A presidente Dilma Rousseff realiza sua primeira visita oficial ao Equador em cinco anos, nesta terça-feira, 26, quando se reunirá com o seu colega Rafael Correa para relançar a relação bilateral. A presidente permanece em Quito para a IV Cúpula da Comunidade de Estados Latino-Americanos e Caribenhos (CELAC), que acontece no dia 27 em Mitad del Mundo.

De acordo com a chancelaria equatoriana, os dois presidentes deverão revisar a agenda bilateral, mas também tratarão de temas regionais como a própria Cúpula da CELAC, e os papéis da UNASUL e do Mercosul para a integração regional.
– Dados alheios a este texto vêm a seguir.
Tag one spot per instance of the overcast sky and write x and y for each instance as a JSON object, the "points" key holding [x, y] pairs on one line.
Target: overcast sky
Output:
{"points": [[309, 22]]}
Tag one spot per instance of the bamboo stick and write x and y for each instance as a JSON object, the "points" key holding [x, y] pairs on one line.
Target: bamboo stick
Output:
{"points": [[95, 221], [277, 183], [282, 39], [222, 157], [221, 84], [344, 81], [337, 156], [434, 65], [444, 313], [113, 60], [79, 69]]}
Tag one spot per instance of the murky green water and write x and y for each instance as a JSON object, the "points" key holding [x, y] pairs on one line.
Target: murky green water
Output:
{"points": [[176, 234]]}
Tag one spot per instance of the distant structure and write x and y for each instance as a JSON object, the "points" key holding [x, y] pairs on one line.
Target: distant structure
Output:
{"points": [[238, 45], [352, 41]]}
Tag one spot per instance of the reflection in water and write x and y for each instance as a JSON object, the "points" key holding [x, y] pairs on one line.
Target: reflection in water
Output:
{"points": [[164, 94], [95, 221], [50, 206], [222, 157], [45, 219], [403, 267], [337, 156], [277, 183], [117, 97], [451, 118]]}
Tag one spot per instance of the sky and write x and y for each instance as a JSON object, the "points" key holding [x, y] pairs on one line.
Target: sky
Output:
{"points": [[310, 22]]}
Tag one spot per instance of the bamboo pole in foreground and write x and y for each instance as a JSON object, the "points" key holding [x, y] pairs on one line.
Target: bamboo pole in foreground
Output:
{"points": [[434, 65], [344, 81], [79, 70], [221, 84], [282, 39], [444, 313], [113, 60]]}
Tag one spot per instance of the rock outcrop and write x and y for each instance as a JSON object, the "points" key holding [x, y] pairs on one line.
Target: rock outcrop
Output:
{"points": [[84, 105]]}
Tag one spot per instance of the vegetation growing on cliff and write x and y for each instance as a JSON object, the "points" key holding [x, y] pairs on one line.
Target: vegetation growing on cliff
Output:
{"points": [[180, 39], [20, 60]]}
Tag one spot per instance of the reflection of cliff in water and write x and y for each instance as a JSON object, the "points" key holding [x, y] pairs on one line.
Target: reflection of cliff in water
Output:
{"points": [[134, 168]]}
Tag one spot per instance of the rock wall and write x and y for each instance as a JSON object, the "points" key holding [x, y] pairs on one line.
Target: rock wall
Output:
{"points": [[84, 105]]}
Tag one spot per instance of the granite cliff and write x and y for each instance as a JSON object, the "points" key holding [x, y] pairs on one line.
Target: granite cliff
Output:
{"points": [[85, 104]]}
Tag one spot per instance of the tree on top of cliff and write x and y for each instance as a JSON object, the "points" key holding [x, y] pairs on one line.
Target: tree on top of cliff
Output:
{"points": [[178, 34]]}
Dilma desembarca acompanhada do ministro Armando Monteiro, do Desenvolvimento, Indústria e Comércio Exterior, e do assessor internacional Marco Aurélio Garcia. O chanceler Mauro Vieira que participa da reunião de chanceleres da CELAC também participará do encontro.

Um dos temas prioritários para os dois países diz respeito à conclusão das obras do Eixo Manta – Manaus que potencializará a integração econômica e produtiva. A idéia é desenvolver uma região que conta com uma população de cerca de 25 milhões de habitantes e que poderia adquirir produtos mais baratos do Equador, além de exportar ao país andino em melhores condições.

Segundo o Embaixador Paulo Estivallet de Mesquita, Subsecretário-Geral para América do Sul, Central e Caribe, o corredor terrestre-fluvial permitirá que se reduza em até 10 dias o tempo para o transporte de produtos brasileiros, em especial da região Norte, até o Pacífico.

Os dois países pretendem aumentar o fluxo comercial, os investimentos e com isso, impulsionar a criação de cadeias produtivas. Já o Equador trabalha para abrir o mercado brasileiro para a sua banana gourmet e o camarão produzido em cativeiro. Além disso, os dois países pretendem discutir como melhorar a conectividade por via aérea para cargas e passageiros, o que impactará nos negócios e também no turismo bilateral.

Agenda

Dilma e Rafael Correa terão uma agenda que incluirá temas econômicos, políticos e de cooperação. De acordo com o embaixador do Brasil em Quito, Carlos Alfredo Lazary Teixeira, “a visita da presidente representa uma nova energia que vai irrigar toda a agenda bilateral. Esta relação tem potencial para um volume de comércio de cerca de US$ 1.8 bilhão em quatro anos”, explicou.

Para Lazary Teixeira, um dos grandes desafios para os dois países está justamente na retomada do crescimento do fluxo comercial que permita a Brasil e Equador atingir um nível equilibrado.

“A reunião da presidente Dilma com o presidente Correa tem um sentido histórico de retomada do diálogo no mais alto nível e que vai impulsionar a relação bilateral em todas as áreas”, afirmou o diplomata.

Já o embaixador equatoriano no Brasil, Horacio Sevilla Borja, destacou que o Brasil sempre foi modelo para o Equador e que a crise gerada pela expulsão de uma construtora brasileira do país em 2008, está superada. Borja revelou que as relações começaram a melhorar significativamente em 2011 e que os dois países têm trabalhado muito em temas de cooperação.

Em relação à região, Horacio Sevilha Borja afirmou que, “frente às crises e dificuldades mais unidade regional, mais integração e mais comércio”, destacou. Ele também confirmou que o Equador tem interesse em ingressar no Mercosul como membro pleno, o que deve dar-se assim que o acordo de livre comércio com a União Européia estiver sacramentado.